O Assunto – "Feminicídio: a barbárie que se repete"
Data: 15 de dezembro de 2025
Host: Natuza Nery
Convidadas: Amanda Sadala (Diretora da Serenas), Regina Celi Almeida (Instituto Maria da Penha)
Visão Geral do Episódio
Neste episódio especial de "O Assunto," Natuza Nery aprofunda o debate sobre o feminicídio no Brasil, tema que permanece urgente e devastador. A partir de casos recentes e chocantes, o episódio aborda as raízes e consequências desse tipo de violência, as insuficiências das políticas públicas, e as dificuldades cotidianas no enfrentamento dessa barbárie. O programa ouve vozes de especialistas, como Amanda Sadala e Regina Celi Almeida, que analisam tanto o cenário atual quanto as possíveis respostas para quebrar esse ciclo.
Principais Pontos e Discussões
Relatos de Casos Recentes de Feminicídio
- Casos de extrema violência: Logo no início, Natuza apresenta sucessivas histórias recentes e brutais, exemplificando como o feminicídio ocorre em diferentes contextos sociais e familiares.
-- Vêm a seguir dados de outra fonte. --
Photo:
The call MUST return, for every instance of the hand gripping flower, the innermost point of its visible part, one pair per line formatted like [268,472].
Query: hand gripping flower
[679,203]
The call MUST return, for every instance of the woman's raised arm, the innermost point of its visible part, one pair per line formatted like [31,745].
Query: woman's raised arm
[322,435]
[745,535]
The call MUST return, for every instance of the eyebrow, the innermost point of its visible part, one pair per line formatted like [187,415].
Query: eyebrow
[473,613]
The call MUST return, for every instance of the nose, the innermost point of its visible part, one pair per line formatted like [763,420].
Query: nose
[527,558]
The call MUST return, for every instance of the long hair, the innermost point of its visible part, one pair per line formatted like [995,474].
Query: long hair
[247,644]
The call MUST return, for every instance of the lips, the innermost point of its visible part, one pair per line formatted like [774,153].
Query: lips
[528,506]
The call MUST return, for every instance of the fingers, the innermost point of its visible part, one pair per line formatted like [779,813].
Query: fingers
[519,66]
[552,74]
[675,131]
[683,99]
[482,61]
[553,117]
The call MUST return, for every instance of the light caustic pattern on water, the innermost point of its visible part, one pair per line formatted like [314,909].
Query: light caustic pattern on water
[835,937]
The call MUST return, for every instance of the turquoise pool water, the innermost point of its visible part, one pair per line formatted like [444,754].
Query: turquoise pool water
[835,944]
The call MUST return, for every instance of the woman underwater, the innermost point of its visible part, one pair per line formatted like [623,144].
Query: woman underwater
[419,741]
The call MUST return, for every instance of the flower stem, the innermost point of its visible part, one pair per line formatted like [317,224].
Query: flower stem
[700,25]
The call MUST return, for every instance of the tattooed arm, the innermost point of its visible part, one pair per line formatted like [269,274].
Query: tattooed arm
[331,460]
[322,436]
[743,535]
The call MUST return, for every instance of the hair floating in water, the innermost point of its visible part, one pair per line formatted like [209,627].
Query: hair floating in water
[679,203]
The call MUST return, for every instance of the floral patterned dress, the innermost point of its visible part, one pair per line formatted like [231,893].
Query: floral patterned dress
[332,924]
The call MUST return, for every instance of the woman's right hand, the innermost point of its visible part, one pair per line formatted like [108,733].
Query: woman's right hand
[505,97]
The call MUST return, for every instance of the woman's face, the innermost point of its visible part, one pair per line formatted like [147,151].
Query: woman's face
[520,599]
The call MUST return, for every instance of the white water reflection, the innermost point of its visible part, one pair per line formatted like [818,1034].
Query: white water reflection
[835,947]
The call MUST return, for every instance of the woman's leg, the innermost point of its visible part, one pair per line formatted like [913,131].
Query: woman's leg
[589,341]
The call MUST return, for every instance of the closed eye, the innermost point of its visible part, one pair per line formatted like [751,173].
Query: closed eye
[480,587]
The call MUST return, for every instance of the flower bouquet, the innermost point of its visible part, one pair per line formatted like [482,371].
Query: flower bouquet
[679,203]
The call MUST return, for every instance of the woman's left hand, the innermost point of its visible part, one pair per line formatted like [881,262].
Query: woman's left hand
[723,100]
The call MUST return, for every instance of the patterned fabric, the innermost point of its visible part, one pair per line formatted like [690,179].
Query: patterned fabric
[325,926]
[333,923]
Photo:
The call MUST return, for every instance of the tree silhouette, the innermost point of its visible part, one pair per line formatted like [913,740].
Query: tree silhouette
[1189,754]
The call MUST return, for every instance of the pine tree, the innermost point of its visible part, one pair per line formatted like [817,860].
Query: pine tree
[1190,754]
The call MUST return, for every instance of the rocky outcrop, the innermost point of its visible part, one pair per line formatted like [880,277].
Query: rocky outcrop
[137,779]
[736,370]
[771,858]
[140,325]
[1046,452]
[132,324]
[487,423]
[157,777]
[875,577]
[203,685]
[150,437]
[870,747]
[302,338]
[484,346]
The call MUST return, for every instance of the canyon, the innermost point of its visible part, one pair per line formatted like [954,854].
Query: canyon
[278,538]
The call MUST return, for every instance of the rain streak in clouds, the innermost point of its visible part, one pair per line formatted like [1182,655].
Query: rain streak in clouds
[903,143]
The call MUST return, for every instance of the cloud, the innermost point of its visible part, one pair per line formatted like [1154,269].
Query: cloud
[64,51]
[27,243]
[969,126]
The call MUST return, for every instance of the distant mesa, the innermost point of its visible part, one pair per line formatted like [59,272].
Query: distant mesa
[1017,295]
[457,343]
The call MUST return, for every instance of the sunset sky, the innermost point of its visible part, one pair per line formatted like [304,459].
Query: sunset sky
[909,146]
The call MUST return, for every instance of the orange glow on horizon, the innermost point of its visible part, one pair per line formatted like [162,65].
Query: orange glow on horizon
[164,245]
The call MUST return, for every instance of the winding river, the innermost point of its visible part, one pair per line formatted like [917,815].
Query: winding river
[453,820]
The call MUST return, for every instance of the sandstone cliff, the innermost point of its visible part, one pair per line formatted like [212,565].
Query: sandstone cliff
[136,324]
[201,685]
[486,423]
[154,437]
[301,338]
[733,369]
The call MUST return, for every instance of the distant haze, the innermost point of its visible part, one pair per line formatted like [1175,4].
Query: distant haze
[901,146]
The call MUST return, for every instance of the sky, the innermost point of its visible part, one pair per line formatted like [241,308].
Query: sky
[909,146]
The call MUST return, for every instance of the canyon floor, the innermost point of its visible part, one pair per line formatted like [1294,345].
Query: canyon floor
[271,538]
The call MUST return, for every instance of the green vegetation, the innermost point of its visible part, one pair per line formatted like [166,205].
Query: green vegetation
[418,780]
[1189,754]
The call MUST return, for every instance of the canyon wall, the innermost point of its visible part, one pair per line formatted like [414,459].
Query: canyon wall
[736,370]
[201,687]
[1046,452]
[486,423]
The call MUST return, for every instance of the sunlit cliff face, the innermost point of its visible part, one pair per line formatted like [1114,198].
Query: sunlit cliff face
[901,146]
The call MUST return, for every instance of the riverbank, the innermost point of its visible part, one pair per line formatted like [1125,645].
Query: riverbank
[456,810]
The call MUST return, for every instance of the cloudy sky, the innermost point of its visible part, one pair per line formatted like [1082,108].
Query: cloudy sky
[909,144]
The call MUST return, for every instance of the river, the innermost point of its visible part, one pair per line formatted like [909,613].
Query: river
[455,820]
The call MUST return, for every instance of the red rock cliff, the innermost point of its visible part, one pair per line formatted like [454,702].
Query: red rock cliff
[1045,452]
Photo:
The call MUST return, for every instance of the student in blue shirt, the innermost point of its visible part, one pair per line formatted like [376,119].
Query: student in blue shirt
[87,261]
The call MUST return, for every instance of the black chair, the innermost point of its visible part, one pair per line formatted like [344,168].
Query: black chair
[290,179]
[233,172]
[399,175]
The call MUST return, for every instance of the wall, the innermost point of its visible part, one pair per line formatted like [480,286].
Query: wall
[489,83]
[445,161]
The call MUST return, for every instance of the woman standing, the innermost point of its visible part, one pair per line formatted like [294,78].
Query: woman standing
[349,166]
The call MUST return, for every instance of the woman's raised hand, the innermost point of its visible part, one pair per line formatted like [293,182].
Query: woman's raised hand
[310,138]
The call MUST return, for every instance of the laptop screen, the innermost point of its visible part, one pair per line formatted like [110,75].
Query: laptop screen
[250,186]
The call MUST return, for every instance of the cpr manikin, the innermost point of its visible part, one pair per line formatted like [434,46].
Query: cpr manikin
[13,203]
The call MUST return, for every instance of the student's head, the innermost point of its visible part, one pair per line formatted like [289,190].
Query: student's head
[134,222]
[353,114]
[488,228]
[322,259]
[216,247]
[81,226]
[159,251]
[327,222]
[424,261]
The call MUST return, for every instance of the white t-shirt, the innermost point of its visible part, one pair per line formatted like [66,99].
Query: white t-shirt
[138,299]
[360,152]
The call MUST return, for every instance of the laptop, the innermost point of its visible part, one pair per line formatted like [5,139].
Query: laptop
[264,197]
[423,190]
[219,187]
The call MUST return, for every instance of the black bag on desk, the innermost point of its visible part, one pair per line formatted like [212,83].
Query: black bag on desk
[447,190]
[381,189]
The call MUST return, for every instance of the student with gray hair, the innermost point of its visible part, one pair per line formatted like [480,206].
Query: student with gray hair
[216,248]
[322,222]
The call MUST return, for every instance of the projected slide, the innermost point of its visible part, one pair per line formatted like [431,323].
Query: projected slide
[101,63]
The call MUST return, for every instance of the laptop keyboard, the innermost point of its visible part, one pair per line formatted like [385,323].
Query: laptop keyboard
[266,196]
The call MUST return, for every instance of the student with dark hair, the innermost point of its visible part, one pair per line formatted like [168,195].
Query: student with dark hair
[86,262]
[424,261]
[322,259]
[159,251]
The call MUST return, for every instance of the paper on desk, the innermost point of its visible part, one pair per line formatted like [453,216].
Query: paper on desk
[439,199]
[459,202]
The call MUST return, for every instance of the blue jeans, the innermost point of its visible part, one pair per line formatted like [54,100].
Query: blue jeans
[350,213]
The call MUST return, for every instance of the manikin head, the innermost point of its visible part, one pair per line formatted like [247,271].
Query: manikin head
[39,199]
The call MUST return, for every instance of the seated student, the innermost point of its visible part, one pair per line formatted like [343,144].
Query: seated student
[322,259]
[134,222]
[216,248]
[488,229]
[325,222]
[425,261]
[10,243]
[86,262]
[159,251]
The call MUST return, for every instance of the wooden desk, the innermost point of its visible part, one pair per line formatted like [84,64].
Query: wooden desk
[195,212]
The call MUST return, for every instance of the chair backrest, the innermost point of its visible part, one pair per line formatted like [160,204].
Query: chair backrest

Entre eles:
- Tainara Souza Santos (atropelada e arrastada em SP)
- Daniela Guedes Antunes (assassinada a facadas na frente da filha)
- Duas funcionárias do Cefete-RJ (baleadas por um professor)
- Catarina Kasten (violentada e morta em Florianópolis)
- Maria Catiane Gomes da Silva (agredida e morta após cair do 10º andar)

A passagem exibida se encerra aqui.